- Kholus Location within Iran
- Coordinates: 27°06′44″N 54°19′11″E﻿ / ﻿27.11222°N 54.31972°E
- Country: Iran
- Province: Hormozgan
- County: Bastak
- Bakhsh: Kukherd
- Rural District: Harang

Population (2006)
- • Total: 953
- Time zone: UTC+3:30 (IRST)
- • Summer (DST): UTC+4:30 (IRDT)

= Kholus =

Kholus (خلوص, also Romanized as Kholūş and Kholoos; also known as Kholū and Khulu) is a village in Harang Rural District, Kukherd District, Bastak County, Hormozgan Province, Iran.

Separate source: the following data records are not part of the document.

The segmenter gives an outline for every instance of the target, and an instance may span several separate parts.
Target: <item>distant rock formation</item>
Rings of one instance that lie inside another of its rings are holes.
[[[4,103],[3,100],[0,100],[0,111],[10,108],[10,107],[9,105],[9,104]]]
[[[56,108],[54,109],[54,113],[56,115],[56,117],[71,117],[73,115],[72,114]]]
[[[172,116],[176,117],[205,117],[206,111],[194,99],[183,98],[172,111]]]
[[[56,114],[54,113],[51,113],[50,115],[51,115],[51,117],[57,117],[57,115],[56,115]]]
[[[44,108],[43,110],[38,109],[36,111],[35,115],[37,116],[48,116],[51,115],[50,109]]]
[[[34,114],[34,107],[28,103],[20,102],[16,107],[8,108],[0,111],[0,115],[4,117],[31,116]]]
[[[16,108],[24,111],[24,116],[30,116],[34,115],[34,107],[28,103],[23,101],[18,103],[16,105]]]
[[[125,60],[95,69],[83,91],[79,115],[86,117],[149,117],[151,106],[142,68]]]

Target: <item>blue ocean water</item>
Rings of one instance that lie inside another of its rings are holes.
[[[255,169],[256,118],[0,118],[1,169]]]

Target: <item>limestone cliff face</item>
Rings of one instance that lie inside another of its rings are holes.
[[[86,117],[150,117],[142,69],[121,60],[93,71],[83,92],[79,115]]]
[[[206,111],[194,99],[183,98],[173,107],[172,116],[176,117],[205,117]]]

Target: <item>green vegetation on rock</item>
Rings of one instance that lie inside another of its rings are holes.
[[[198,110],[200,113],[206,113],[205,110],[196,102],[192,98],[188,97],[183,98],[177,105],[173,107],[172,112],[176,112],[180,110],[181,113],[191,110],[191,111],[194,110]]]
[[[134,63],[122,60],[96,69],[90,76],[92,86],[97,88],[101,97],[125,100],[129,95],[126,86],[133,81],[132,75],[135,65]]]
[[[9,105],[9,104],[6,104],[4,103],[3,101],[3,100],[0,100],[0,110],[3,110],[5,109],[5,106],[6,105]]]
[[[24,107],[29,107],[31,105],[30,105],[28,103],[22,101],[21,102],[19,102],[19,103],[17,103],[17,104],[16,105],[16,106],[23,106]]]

At the 2006 census, its population was 953, in 189 families.

== History & language ==
This village differs from the Achomi/Larestani people who reside in Bastak County. In this town as well as Gotav the language spoken is an isolated community in Iran, which is the Kholusi Language it is most widely believed to be dialect of the Sindhi Language which is an Indo-Iranic language native to the southeastern Sindh region of Pakistan and small part of northwestern India. It is not confirmed when exactly their ancestors settled in the region but it is most likely that it was long ago. The inhabitants are Sunni Muslims like the majority of the immediate surrounding area western Hormozgan.